An American friend (this being New York, I hardly need add that he's a Democrat) asked me a few days ago why it was that while in the States over the last 10 years or so the right had reached a level of national political dominance, across the pond in Britain the right had spent the last decade getting lost in the wilderness. Why, he asked, had the British Tories not been able to learn from the success of the US Republicans?
I doubt that there is any really simple answer to this question. Firstly, the two countries have very different political systems. The US is a truly two-party system - so that, crudely put, voters who desert one party have only the other to turn to. The UK, where about a dozen parties have seats in the House of Commons, follows the pattern for European parliamentary democracies. A disaffected Labour voter can just as well go to the Liberal Democrats, while still remaining in the political mainstream. All this makes the Tories' job that bit harder.
A good part of the Republicans' success is also down to their ability to capture for themselves the evangelical Christian vote. This path is not open to the British right, not least because such a constituency does not exist.
Then, of course, there are policies, although whether these are as key as many people would like to believe is something I'm a bit sceptical about.

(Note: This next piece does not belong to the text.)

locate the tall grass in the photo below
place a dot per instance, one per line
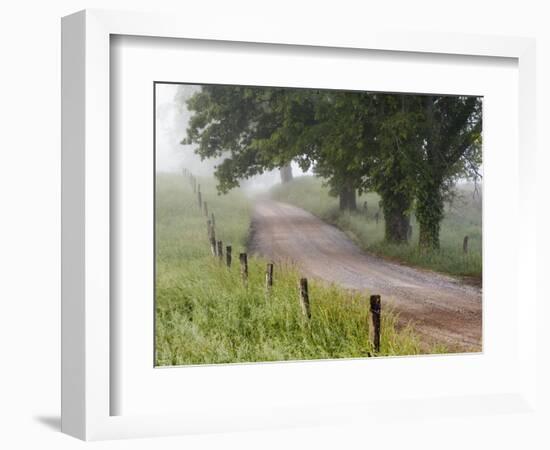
(462, 218)
(205, 314)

The British have shown themselves more than willing to vote for right-wing governments in the past, so there must be more to popular disdain for the Tories than simply a dislike of right-wing policies.
But there is a striking difference between the Tories and the Republicans that may go some way to explaining the former's malaise and the latter's success. US Republicans have managed (rightly or wrongly) to become the spokespeople for a positive American future, while the Democrats all too often are seen as the whingers at the sidelines. Over in Britain, it is Labour that has colonised the 'positive', forward-looking territory, leaving the whingeing firmly in the hands of the Tories.
This week's cover article in the Spectator by Anthony Browne is a case in point. Its tired thesis is the usual Spectator fodder, and of the kind I have often commented on before: the left hates Britain, Labour hates Britain, the British hate Britain. Unfortunately, all the article shows is how much contempt Browne himself has for so much of modern Britain (can Browne not see the irony of his position?). The BBC, we are told, 'gushes over "the other", but recoils at the merest hint of British culture'. Would this, pray tell, be the same BBC that not so long ago was lauding Winston Churchill as the winner of its search for the greatest ever Briton, the same BBC that will be devoting its prime time Saturday slot on its premier television channel in a few weeks' time to the last night of the Proms (last time I looked, this was not a Muslim festival in Indonesia) and the same BBC that has recently sent David Dimbleby on a tour of the sceptred isle (itself the title of a Radio 4 series on the history of Britain) to investigate the British landscape and its impact on British painters? Of course, according to the right, we are not allowed to be 'proud' of the BBC (Browne describes the corporation as 'ludicrous'), despite it being as British as fish and chips and rain, and one of the most widely recognised names on the planet.
But where the gulf between the British right and the American right becomes most glaring is in the second half of the article: over 1200 words spent describing what makes Britain great. Browne has example after example. But, almost without exception (Dido and Dolly the sheep being the only two I could find), they are all in the past tense. Browne, like many of his right-wing colleagues, cannot bring himself to speak in positive terms about modern Britain. Britain must be seen as being in some kind of terminal decline, woefully diminished compared to its magnificent yesterday. Its today is unspeakable. When Browne writes that 'Britain's self-loathing is deep and pervasive', I wonder whether he is not writing about himself.
It is inconceivable that an American right-winger, tasked with writing an essay about why he was proud to be American, would concern himself so little with the present. Indeed, such an essay would almost certainly be pretty much exclusively concerned with the here and now. Praising modern America is the knee-jerk instinct of the American right (to the frequent derision of Europeans). The British right's instinct is to dwell lugubriously on its country's modern failings.
The British right, unlike their American cousins, show a deep unease, bordering on disdain, for their country in its contemporary manifestation. Unfortunately, all voters, by definition, live in modern Britain, not in some bucolic paradise of yore. Republicans here understand that patriotism is first and foremost about being proud of one's country now, not the foreign land that is the past. Until the British right ditches its love affair with exclusively bygone glories, it has little chance of winning back the hearts of the many modern compatriots that have deserted it.